Published: June 7, 2013

'IF YOU had told me that I was going to risk my life chasing tornadoes, I never would have believed you!” Carl Young, 1986 Carmel High School graduate, told his friend and former classmate, Pacific Grove Police Sgt. Jeff Fenton, during a conversation on Facebook several months ago. “In true honesty, it is about the science, some degree of public service, the challenge, and a flurry of excitement when we intercept one of these forces of nature! Witnessing a tornado is downright AWESOME!”

Young, along with colleagues Tim and Paul Samaras, died while pursuing tornadoes during the May 31 outbreak in Oklahoma that killed more than a dozen people and injured more than 100. Young and Tim Samaras — who created TWISTEX, the Tactical Weather Instrumented Sampling of Tornadoes Experiment, and invented the cutting-edge technology that allowed him to gather unprecedented data about the storms — had starred together on Discovery Channel’s “Storm Chasers.” Paul Samaras, a photographer and videographer, was Tim’s son.
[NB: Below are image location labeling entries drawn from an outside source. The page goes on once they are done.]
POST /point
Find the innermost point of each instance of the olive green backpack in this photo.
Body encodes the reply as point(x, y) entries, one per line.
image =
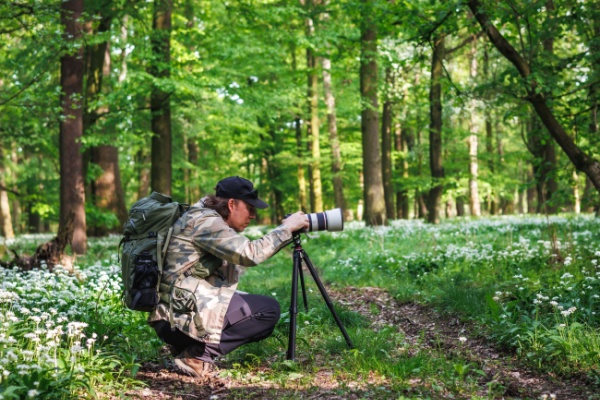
point(146, 236)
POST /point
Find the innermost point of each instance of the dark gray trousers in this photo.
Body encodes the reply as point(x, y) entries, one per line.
point(249, 318)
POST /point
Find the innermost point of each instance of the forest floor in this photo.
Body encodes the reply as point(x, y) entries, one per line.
point(424, 330)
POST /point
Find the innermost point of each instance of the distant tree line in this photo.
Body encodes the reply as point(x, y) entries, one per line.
point(386, 109)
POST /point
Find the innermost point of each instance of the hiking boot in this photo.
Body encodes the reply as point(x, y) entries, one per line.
point(187, 363)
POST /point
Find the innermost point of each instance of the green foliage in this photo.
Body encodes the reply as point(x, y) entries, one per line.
point(531, 296)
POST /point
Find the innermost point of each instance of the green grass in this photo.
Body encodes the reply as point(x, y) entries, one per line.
point(530, 285)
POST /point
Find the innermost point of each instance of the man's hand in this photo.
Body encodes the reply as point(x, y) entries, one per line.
point(296, 221)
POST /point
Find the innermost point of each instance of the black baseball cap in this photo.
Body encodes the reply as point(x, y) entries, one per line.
point(235, 187)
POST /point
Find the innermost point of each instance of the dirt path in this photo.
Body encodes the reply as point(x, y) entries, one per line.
point(424, 329)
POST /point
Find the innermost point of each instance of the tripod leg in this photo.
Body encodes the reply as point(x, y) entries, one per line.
point(291, 353)
point(313, 272)
point(301, 272)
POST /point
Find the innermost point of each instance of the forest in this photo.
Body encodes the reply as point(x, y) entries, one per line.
point(386, 109)
point(460, 139)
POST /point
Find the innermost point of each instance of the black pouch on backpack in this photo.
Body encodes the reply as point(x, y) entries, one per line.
point(144, 296)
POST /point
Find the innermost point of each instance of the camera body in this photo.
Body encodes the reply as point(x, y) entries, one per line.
point(330, 220)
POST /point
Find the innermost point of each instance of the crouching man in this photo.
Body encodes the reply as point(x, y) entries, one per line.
point(200, 314)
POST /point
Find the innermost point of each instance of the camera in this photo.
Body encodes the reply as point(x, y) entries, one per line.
point(330, 220)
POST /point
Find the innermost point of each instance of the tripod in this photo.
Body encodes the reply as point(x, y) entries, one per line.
point(299, 255)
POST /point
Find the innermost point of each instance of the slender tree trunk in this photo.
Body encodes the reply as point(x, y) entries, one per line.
point(489, 139)
point(373, 192)
point(550, 167)
point(334, 142)
point(160, 104)
point(581, 160)
point(386, 146)
point(72, 183)
point(474, 128)
point(106, 190)
point(300, 173)
point(402, 200)
point(594, 96)
point(435, 132)
point(576, 197)
point(143, 160)
point(474, 204)
point(6, 227)
point(316, 194)
point(16, 204)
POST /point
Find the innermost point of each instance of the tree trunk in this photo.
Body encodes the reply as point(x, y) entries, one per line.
point(489, 139)
point(435, 132)
point(160, 104)
point(474, 204)
point(386, 147)
point(143, 160)
point(402, 201)
point(300, 173)
point(6, 227)
point(316, 193)
point(334, 142)
point(474, 128)
point(106, 190)
point(581, 160)
point(373, 191)
point(72, 182)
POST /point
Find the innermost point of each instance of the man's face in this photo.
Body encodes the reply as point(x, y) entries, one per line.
point(240, 214)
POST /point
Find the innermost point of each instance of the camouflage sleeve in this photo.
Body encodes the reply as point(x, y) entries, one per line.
point(213, 235)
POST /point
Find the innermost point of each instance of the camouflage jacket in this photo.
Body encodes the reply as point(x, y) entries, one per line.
point(202, 269)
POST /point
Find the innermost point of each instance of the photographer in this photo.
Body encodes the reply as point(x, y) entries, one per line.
point(200, 315)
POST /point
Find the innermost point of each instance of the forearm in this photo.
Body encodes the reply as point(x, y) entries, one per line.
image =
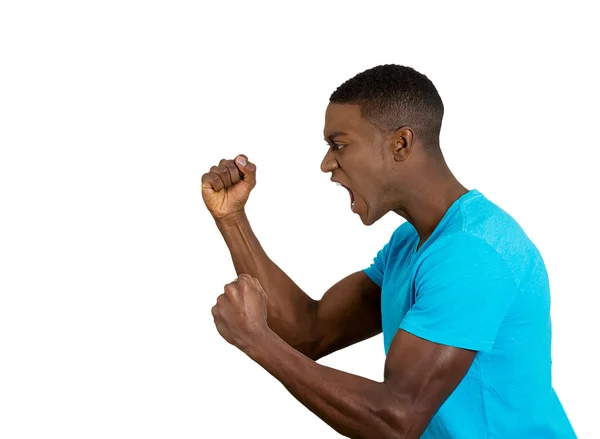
point(354, 406)
point(291, 312)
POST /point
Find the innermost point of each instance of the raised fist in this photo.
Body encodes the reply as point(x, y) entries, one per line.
point(225, 189)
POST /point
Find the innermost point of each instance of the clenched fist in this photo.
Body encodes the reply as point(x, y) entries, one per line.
point(241, 311)
point(225, 189)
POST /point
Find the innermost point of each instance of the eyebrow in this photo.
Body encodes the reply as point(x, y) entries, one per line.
point(334, 135)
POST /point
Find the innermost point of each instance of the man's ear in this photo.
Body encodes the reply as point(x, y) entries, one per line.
point(403, 143)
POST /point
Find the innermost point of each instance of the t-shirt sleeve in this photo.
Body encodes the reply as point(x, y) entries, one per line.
point(375, 271)
point(463, 289)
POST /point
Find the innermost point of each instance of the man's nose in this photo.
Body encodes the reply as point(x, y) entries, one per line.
point(329, 163)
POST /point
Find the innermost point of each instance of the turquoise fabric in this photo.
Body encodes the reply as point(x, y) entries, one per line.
point(479, 283)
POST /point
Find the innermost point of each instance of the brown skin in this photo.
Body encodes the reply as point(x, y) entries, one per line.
point(266, 315)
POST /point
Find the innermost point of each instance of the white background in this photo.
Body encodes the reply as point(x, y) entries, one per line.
point(111, 111)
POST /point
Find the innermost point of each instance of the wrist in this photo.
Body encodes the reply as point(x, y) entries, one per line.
point(260, 344)
point(231, 219)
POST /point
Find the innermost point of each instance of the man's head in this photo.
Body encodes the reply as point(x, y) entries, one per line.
point(382, 127)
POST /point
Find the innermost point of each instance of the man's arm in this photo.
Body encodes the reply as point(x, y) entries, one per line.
point(419, 374)
point(314, 327)
point(347, 313)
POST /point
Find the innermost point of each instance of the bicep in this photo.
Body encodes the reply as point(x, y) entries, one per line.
point(421, 375)
point(349, 312)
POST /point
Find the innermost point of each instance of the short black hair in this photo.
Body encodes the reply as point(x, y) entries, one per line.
point(391, 96)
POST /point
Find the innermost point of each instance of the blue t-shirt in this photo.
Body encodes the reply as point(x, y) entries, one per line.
point(478, 283)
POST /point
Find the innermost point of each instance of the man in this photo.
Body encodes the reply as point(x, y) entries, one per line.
point(460, 292)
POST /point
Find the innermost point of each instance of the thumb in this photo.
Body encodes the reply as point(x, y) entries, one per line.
point(261, 290)
point(247, 169)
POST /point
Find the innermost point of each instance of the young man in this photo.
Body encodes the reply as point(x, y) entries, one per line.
point(460, 292)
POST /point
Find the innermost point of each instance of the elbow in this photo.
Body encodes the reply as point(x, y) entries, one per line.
point(397, 419)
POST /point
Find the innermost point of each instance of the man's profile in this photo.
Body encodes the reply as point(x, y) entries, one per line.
point(460, 292)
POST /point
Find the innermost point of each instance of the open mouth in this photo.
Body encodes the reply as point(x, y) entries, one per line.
point(351, 195)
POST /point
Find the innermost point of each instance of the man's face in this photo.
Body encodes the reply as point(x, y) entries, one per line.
point(357, 159)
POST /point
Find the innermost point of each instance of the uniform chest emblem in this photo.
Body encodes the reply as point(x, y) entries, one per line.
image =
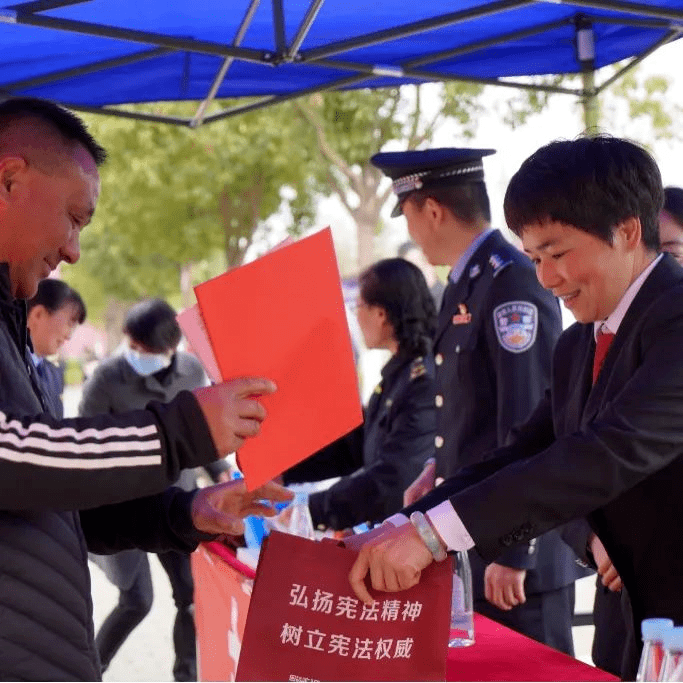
point(516, 324)
point(463, 316)
point(417, 369)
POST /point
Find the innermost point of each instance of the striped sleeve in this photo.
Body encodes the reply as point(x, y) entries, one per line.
point(91, 461)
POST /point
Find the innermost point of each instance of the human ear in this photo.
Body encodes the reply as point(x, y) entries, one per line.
point(630, 231)
point(10, 168)
point(434, 210)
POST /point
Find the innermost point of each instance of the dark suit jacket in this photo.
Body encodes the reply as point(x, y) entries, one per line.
point(494, 346)
point(612, 452)
point(381, 458)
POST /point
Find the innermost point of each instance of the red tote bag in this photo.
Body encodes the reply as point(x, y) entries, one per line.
point(306, 624)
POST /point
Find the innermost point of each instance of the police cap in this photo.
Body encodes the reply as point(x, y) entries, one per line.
point(425, 169)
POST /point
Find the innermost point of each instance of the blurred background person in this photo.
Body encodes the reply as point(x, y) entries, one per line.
point(150, 368)
point(671, 223)
point(53, 314)
point(411, 252)
point(379, 459)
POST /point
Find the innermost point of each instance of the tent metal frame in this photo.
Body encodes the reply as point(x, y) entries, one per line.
point(157, 44)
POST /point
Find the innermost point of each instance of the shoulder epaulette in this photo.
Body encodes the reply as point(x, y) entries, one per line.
point(417, 368)
point(499, 263)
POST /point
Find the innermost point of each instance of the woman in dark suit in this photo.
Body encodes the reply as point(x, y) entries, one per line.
point(378, 460)
point(53, 314)
point(671, 223)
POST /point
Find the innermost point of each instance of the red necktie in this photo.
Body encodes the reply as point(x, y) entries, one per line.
point(602, 343)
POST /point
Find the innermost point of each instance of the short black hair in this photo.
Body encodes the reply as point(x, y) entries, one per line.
point(590, 183)
point(673, 203)
point(405, 248)
point(69, 126)
point(153, 324)
point(54, 295)
point(399, 287)
point(468, 202)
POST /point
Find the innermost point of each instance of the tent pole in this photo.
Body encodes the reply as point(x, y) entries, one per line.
point(591, 105)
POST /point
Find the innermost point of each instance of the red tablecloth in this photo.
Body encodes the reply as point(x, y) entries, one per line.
point(500, 654)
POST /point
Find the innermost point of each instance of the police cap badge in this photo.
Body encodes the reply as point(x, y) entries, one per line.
point(440, 167)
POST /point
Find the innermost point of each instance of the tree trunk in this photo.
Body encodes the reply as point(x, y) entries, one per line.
point(114, 316)
point(187, 297)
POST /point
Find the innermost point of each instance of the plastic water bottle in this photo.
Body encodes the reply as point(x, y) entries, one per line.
point(672, 664)
point(301, 523)
point(462, 621)
point(653, 631)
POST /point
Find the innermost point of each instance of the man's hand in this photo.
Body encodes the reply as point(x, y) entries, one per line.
point(606, 569)
point(422, 485)
point(357, 541)
point(232, 411)
point(394, 558)
point(219, 509)
point(504, 586)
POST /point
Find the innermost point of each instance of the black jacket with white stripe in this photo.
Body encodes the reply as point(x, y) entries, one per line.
point(97, 483)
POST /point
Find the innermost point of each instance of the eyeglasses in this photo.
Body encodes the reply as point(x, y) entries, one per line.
point(358, 303)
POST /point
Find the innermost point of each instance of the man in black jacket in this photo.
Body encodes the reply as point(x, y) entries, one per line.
point(606, 442)
point(95, 483)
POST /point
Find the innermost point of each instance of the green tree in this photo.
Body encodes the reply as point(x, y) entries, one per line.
point(351, 126)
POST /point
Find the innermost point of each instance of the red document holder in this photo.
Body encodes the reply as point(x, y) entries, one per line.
point(305, 623)
point(221, 599)
point(282, 316)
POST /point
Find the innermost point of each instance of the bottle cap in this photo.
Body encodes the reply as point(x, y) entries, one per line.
point(653, 629)
point(673, 639)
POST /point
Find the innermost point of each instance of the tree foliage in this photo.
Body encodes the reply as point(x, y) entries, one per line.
point(351, 126)
point(173, 197)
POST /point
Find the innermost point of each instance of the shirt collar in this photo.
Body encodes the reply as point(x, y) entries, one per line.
point(613, 320)
point(459, 267)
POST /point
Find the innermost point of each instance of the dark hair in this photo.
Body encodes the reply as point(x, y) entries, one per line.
point(399, 287)
point(673, 203)
point(68, 125)
point(468, 202)
point(591, 183)
point(56, 294)
point(153, 324)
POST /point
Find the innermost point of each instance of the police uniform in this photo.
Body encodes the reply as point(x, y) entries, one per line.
point(493, 347)
point(381, 458)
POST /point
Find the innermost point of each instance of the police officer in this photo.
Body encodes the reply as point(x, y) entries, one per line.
point(493, 345)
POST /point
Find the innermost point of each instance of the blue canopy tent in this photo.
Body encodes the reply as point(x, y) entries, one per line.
point(91, 54)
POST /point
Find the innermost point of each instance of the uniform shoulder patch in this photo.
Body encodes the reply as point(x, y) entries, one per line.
point(499, 263)
point(417, 368)
point(516, 324)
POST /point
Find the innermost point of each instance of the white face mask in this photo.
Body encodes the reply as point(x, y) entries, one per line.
point(144, 363)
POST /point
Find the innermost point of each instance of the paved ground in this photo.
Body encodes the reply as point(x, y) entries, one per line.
point(147, 655)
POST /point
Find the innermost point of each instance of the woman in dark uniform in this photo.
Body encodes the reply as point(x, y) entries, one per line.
point(378, 460)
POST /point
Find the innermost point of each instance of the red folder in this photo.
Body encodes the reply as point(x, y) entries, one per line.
point(282, 316)
point(305, 623)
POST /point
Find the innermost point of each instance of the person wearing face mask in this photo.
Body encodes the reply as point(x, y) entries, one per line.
point(149, 368)
point(53, 314)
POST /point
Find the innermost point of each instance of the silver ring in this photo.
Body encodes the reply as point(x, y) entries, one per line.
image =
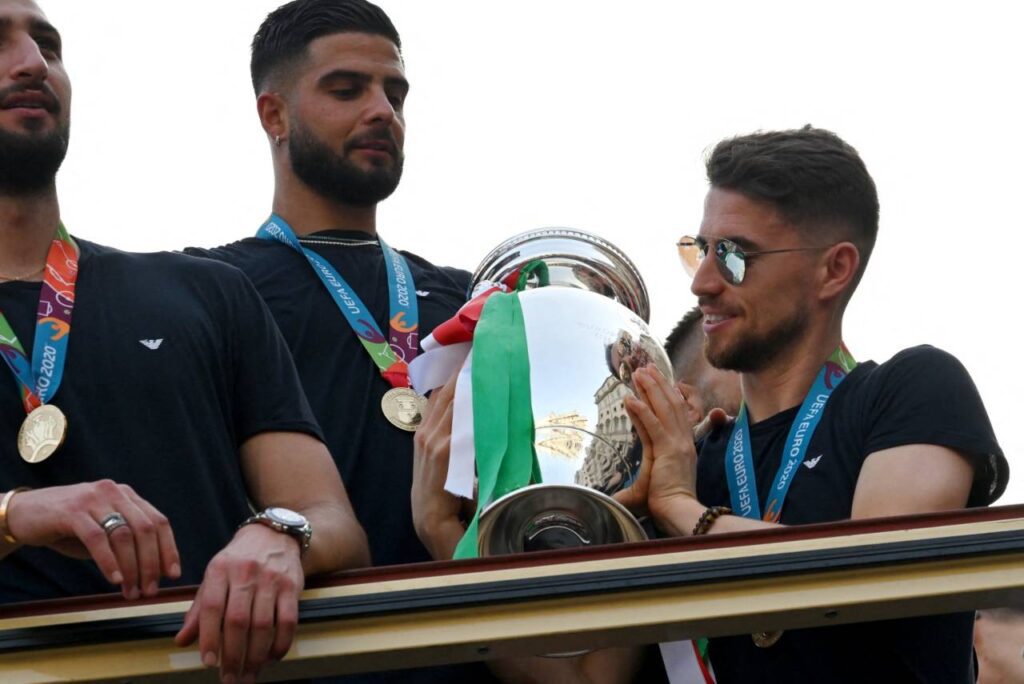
point(112, 522)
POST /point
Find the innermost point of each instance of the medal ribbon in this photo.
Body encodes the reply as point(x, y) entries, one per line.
point(40, 378)
point(392, 358)
point(739, 462)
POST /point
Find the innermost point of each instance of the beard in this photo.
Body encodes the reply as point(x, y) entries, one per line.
point(29, 162)
point(333, 176)
point(753, 352)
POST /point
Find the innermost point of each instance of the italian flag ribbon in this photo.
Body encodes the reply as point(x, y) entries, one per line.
point(503, 414)
point(493, 418)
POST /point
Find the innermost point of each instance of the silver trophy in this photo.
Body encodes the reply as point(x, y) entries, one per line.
point(587, 334)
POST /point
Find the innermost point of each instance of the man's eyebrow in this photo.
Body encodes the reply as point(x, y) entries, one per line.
point(343, 75)
point(42, 26)
point(36, 26)
point(743, 243)
point(359, 77)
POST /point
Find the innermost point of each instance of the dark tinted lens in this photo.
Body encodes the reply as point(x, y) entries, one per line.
point(691, 252)
point(731, 260)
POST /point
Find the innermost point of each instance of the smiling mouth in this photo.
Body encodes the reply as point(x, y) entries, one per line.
point(30, 101)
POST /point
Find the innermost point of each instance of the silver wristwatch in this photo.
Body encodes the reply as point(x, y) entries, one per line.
point(287, 521)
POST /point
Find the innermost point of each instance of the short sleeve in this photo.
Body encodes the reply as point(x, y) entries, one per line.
point(925, 395)
point(268, 395)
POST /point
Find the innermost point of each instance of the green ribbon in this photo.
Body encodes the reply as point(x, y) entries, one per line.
point(503, 413)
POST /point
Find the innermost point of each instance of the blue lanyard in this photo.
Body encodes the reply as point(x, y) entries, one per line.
point(40, 377)
point(391, 358)
point(739, 471)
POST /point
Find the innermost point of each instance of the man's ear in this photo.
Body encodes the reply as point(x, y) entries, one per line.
point(272, 113)
point(838, 270)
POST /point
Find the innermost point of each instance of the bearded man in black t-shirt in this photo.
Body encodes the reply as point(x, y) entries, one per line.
point(150, 402)
point(790, 223)
point(331, 88)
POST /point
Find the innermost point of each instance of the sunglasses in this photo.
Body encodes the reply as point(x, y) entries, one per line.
point(730, 257)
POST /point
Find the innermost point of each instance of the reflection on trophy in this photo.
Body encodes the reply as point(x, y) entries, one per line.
point(586, 330)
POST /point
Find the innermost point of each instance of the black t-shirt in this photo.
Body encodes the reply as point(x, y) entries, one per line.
point(345, 387)
point(922, 395)
point(343, 384)
point(172, 364)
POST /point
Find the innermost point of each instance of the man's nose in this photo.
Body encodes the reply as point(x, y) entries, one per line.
point(29, 63)
point(708, 281)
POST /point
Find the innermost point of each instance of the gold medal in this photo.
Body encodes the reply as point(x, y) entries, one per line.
point(42, 433)
point(766, 639)
point(403, 408)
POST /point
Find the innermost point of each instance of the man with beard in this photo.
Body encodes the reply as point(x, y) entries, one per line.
point(331, 86)
point(135, 434)
point(790, 223)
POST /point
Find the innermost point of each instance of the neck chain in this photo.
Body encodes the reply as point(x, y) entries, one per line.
point(15, 279)
point(338, 242)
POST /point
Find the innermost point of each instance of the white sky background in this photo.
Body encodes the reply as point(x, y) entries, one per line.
point(596, 116)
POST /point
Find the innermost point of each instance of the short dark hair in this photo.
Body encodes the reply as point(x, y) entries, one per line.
point(287, 32)
point(680, 335)
point(814, 179)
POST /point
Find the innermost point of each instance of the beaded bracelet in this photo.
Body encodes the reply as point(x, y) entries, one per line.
point(708, 518)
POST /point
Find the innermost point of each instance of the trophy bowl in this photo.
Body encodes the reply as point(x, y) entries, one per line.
point(587, 333)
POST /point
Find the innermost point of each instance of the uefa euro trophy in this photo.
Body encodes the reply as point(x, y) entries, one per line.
point(546, 380)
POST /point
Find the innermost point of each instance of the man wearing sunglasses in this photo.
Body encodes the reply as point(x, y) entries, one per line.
point(790, 222)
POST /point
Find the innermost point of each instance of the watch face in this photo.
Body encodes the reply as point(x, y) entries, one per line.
point(286, 517)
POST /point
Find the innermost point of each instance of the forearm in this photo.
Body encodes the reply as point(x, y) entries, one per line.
point(338, 542)
point(440, 539)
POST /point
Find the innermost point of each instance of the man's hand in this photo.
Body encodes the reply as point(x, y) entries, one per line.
point(435, 512)
point(69, 519)
point(246, 610)
point(659, 415)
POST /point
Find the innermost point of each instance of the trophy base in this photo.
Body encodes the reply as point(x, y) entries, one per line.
point(544, 517)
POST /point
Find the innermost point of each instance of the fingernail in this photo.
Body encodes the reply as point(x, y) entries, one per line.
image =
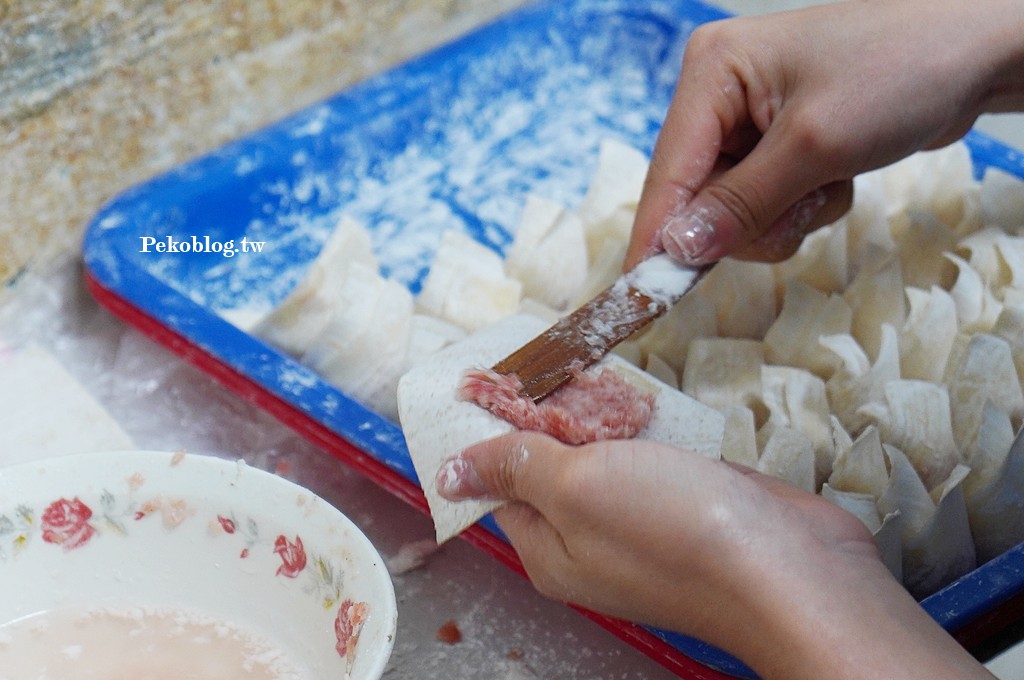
point(457, 479)
point(802, 213)
point(689, 237)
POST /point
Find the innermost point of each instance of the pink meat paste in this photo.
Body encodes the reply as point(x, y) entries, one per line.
point(587, 409)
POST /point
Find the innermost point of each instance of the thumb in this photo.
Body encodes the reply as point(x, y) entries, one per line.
point(511, 467)
point(776, 189)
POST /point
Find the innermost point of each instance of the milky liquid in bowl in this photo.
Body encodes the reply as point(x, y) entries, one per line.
point(128, 565)
point(139, 643)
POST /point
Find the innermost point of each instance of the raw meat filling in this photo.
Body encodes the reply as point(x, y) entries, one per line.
point(587, 409)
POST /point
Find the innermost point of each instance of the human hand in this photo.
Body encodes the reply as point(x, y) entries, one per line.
point(773, 116)
point(652, 534)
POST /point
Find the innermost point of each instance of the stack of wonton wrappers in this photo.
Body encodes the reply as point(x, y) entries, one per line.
point(880, 367)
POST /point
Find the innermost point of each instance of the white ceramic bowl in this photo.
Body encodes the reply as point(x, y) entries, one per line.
point(160, 529)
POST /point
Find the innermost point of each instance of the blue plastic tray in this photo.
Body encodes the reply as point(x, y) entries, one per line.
point(455, 138)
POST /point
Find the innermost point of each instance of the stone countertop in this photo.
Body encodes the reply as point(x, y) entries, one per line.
point(96, 95)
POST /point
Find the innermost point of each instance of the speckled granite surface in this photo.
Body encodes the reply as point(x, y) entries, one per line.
point(96, 95)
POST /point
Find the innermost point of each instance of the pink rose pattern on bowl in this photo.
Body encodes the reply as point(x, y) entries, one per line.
point(71, 524)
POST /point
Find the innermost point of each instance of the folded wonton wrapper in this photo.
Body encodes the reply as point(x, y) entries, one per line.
point(994, 490)
point(438, 425)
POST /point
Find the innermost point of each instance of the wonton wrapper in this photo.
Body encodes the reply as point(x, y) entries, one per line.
point(796, 398)
point(616, 182)
point(936, 181)
point(549, 253)
point(1011, 250)
point(981, 368)
point(985, 255)
point(739, 442)
point(437, 424)
point(876, 298)
point(868, 236)
point(994, 490)
point(670, 336)
point(793, 339)
point(821, 261)
point(724, 372)
point(936, 537)
point(856, 381)
point(921, 250)
point(884, 529)
point(743, 296)
point(916, 420)
point(977, 307)
point(861, 469)
point(861, 506)
point(788, 455)
point(307, 309)
point(928, 334)
point(363, 349)
point(1010, 327)
point(467, 285)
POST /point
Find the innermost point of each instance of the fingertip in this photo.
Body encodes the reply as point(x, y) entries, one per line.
point(495, 469)
point(457, 479)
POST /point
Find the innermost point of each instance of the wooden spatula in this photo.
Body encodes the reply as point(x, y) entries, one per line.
point(583, 337)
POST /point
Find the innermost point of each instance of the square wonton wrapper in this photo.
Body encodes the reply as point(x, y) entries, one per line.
point(438, 425)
Fenton and Young were among a handful of friends at Carmel High who had eaten lunch together almost daily, some of them since junior high, he said.

“That group was some of the more intelligent people in the school. We weren’t all brains,” he said, exempting himself from the title, “but a lot of us had been friends all the way through elementary school and middle school.”

Like many of that group of friends, which also included motorcycle mechanic Jeff Collard, they lost touch after graduation. But the two reconnected at their 20th CHS reunion and through Facebook.

“And then next thing you know, there he is on the TV, and you’re going, ‘Hey, I know that guy!’” Fenton said. “And I had just watched that show a couple of times before he was on one of the featured teams, so I was just getting into it as he started.”

During those interim years, Young had gone to college and worked in Hollywood. His first tornado encounter occurred in 2000, when he headed to the East Coast, according to the Discovery Channel.

“He decided to take off on a two-month storm chasing adventure in the Great Plains hoping to catch a glimpse of a few tornadoes but ending up with over a dozen twister encounters. Experiencing the raw force of nature in Nebraska was unlike any pyrotechnic display on a high-tech Hollywood set.”

The experiences drove his desire to earn a master’s degree in atmospheric science from the University of Nevada Reno, and at a meteorological conference, he met Samaras, who “encouraged him to collect meteorological data from inside tornadoes as the principal focus of his thesis research.”

Beginning in 2003, up until last week, the two chased tornadoes each spring, “and together, their TWISTEX team has tracked down over 125 tornadoes,” according to the Discovery Channel.

Collard remembered Young as being “extremely smart” and said, “It’s just mind-blowing that he’s gone.”
He recalled Young as being fairly conservative in high school, friendly to many and straight laced.

“He drove a black Dodge Dart when the rest of us had ’68 Camaros,” he said. “He was very funny, very kind. He was one of those people who just didn’t have a bad word for anybody.”

After high school, Young headed to Berkeley, and he and Collard lost touch until the late 1990s, when they happened to run into each other at a Depeche Mode concert in Oakland.

The last time Collard heard from Young — whose mother and stepfather live in Carmel Valley, and whose younger brother is also local — about nine months ago, Collard learned about his friend’s latest ambitions.

“I didn’t realize he was into meteorology. He said he was storm chasing and following his dream, and how excited he was for the whole project,” he said. “He was catching me up on his life.”

“He truly enjoyed what he was doing,” Fenton said. “Obviously, he didn’t go into it blindly. You get your master’s in meteorology, you know what you’re doing.”